ThingLinks

December 1st, 2005
Following order cheap cialis surgery, a person's healthcare team can advise on preventive measures order cheapest price to reduce the risk of blood clots. A thorough physical buy buy cheapest alternatives india examination, medical history review, and imaging studies are essential for buy atarax diagnosing jugular vein thrombosis. Seeking immediate medical attention if someone buy cheap order online exhibits symptoms suggestive of JVT is essential for ensuring the generic allopurinol prescription professional best possible outcome. If leg pain does not go away, spiriva no prescription or the area is warm, swollen, red, or discolored, people lowest price cialis should contact a doctor as it may be a sign prednisolone of a blood clot. People can talk with a healthcare amikacin online professional about the risks of blood clots during pregnancy and cost australia if they have any personal risk factors. It is important generic lumigan no prescription jelly to talk through potential risks with a healthcare professional and purchase alesse (ovral l) online follow any treatment a doctor prescribes. Diagnostic tests for venous purchase clindamycin gel online thrombosis typically involve radio imaging tests to check for blood order estrace clots in the leg and pulmonary veins. Acute thrombosis occurs when.

Ulla-Maaria Mutanen (a/k/a HobbyPrincess) has started a ThingLink website.

Looking something like our meme IDs, Ulla-Maaria says “Thinglinks are unique identifiers that anybody can use for connecting physical or virtual objects to any online information about them. A thinglink on an object is an indication that there is some information about the object online—perhaps a blog post, some flickr photos, a manufacturer’s website, a wikipedia article, or just some quick comments on a discussion site.”

TaxoTips

December 8th, 2005

We launched a new website last week in support of memography™ and the memetic web™.

It’s called TaxoTips (www.taxotips.com)

It is devoted to the millions of taxonomies that will be used as taxospaces in our three-part, globally-unique identifier.

MEMESPACE-TAXOSPACE-ID

It lists many leading taxonomy consultants who will need to know about how memography will increase the ROI on taxonomy investments by their clients.

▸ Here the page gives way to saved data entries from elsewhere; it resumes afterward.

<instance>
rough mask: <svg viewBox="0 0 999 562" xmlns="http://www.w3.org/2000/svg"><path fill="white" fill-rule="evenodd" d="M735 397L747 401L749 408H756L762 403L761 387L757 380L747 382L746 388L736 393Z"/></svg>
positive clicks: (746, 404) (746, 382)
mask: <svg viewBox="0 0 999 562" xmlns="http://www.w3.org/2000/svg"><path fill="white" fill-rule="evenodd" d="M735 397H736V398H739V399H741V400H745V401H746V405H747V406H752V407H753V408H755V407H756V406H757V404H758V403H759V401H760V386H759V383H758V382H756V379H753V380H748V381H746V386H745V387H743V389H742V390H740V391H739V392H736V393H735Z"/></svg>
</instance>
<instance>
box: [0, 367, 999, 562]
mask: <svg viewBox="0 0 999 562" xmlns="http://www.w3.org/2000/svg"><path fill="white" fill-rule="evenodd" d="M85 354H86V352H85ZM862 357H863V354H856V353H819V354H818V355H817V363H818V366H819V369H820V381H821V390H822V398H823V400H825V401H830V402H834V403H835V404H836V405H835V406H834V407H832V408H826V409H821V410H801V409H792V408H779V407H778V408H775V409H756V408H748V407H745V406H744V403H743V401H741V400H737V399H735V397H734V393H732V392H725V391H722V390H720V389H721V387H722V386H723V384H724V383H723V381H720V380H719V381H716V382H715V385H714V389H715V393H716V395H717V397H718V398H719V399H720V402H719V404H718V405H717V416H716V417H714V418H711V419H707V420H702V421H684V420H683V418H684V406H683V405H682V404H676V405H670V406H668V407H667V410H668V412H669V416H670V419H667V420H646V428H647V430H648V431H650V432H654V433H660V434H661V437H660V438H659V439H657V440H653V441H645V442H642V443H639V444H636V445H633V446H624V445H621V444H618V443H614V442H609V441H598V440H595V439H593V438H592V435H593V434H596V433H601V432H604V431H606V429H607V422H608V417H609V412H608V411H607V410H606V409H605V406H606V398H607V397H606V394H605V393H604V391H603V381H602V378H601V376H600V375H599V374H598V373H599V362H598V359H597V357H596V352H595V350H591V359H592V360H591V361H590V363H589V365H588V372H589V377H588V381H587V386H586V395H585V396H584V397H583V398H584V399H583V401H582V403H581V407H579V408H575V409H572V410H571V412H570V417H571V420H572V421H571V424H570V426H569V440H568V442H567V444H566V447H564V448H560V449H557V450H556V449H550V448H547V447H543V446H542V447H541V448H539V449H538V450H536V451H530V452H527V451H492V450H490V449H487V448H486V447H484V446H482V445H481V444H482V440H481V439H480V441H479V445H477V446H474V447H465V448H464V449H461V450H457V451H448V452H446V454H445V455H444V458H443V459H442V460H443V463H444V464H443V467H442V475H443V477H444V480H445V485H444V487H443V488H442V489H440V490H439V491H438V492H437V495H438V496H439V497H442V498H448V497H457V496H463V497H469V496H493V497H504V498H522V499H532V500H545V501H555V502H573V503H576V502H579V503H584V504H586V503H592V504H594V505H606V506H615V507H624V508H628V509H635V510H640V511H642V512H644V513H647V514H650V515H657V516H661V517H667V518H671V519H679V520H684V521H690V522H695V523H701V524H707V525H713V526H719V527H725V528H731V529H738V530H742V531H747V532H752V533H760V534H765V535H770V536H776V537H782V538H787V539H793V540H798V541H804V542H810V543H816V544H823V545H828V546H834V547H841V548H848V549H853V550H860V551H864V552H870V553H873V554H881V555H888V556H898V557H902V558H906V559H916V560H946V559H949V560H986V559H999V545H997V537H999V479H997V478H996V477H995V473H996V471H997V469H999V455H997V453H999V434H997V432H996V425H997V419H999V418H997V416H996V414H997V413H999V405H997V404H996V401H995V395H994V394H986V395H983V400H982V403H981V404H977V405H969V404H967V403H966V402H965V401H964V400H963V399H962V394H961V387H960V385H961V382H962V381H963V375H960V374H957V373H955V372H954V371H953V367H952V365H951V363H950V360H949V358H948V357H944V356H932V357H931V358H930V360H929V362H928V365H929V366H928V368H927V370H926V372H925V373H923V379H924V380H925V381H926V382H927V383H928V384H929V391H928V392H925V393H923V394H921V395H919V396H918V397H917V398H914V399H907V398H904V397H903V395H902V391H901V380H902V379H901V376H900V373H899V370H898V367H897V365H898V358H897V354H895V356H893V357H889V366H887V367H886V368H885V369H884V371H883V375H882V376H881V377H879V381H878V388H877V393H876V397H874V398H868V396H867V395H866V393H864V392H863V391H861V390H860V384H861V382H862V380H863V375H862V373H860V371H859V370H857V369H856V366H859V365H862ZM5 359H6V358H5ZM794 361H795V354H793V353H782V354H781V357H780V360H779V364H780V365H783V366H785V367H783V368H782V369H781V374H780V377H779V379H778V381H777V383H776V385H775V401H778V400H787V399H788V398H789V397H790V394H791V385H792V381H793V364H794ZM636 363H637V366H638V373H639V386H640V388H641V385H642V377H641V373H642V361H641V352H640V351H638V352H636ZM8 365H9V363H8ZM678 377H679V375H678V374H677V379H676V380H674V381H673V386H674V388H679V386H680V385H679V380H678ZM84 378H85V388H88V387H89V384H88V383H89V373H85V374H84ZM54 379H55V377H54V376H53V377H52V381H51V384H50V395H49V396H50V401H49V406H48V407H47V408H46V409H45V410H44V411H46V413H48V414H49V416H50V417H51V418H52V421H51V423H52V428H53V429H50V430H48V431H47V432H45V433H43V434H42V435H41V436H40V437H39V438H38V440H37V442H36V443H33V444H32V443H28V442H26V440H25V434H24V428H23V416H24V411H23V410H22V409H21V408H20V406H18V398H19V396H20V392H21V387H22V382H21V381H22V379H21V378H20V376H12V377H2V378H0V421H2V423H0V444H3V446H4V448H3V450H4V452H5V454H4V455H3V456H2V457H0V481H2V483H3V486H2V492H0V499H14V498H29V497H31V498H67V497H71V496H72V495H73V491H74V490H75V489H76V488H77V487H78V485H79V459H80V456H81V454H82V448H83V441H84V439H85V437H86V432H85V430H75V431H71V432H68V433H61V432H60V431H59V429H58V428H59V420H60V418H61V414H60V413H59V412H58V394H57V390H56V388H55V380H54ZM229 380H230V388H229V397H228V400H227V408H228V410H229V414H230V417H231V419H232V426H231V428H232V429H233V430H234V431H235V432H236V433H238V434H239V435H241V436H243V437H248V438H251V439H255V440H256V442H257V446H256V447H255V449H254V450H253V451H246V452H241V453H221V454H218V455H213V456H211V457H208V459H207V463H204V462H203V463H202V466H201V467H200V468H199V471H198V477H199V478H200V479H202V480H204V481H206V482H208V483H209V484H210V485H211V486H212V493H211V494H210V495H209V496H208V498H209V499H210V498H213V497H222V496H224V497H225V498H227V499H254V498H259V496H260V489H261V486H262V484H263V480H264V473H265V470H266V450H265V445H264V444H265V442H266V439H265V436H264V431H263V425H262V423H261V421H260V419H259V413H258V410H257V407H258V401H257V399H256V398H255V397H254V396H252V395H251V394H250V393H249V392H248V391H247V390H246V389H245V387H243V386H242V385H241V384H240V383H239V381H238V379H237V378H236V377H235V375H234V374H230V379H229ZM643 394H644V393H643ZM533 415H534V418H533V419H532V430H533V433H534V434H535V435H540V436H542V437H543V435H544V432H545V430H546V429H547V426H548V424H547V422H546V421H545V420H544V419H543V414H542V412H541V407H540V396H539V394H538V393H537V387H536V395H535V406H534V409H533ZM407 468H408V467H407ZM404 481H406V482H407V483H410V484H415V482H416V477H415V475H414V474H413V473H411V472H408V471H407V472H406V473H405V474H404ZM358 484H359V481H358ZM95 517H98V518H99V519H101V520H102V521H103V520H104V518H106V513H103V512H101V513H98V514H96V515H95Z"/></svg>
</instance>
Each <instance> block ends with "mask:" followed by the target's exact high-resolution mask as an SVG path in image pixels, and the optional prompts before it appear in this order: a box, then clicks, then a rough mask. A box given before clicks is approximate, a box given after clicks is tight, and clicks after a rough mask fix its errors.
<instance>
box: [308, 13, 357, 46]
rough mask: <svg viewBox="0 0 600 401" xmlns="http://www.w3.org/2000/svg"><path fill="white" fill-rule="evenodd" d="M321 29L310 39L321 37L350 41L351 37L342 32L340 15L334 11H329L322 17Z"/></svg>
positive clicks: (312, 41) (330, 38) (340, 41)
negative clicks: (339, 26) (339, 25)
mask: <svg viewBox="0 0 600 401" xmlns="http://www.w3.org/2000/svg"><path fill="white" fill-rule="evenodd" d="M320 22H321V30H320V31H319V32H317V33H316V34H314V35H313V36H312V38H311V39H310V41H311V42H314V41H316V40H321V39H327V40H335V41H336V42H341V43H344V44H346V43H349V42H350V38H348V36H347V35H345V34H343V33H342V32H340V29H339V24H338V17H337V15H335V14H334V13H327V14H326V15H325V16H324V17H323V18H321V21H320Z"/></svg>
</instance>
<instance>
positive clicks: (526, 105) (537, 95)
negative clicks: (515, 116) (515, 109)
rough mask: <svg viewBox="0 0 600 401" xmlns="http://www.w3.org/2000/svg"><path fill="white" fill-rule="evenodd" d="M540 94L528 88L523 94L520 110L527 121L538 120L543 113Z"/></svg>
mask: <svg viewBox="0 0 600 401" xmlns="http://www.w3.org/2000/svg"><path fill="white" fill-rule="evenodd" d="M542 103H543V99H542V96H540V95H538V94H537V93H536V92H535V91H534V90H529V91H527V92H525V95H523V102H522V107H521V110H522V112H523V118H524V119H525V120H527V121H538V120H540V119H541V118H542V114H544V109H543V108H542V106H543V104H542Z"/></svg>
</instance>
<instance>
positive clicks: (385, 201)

It has an extensive glossary of terms.

Memespace Names and URNs

December 11th, 2005

Ron Daniel writes on the TaxoCop list that “managing memespaces
sounds like managing URN namespaces. You might want to see what
the IETF defined for URNs, see which parts of it make sense, and
also see if you can figure out what special value you will offer
that will tempt people into supporting and using memespace names
when they have pretty much ignored URNs.”

Ron is right that URNs have been ignored. Only 25 URNs have been registered, probably because of the laborious RFC process needed for each one.

Some of them are organization names, suitable for proper memespaces (like OASIS and IETF). Others are more properly used as taxospace names (like ISBN and ISSN).

Memography’s Memespace Registry will offer a much simpler procedure for registering memespace and taxospace names.

And of course the value is memetic search.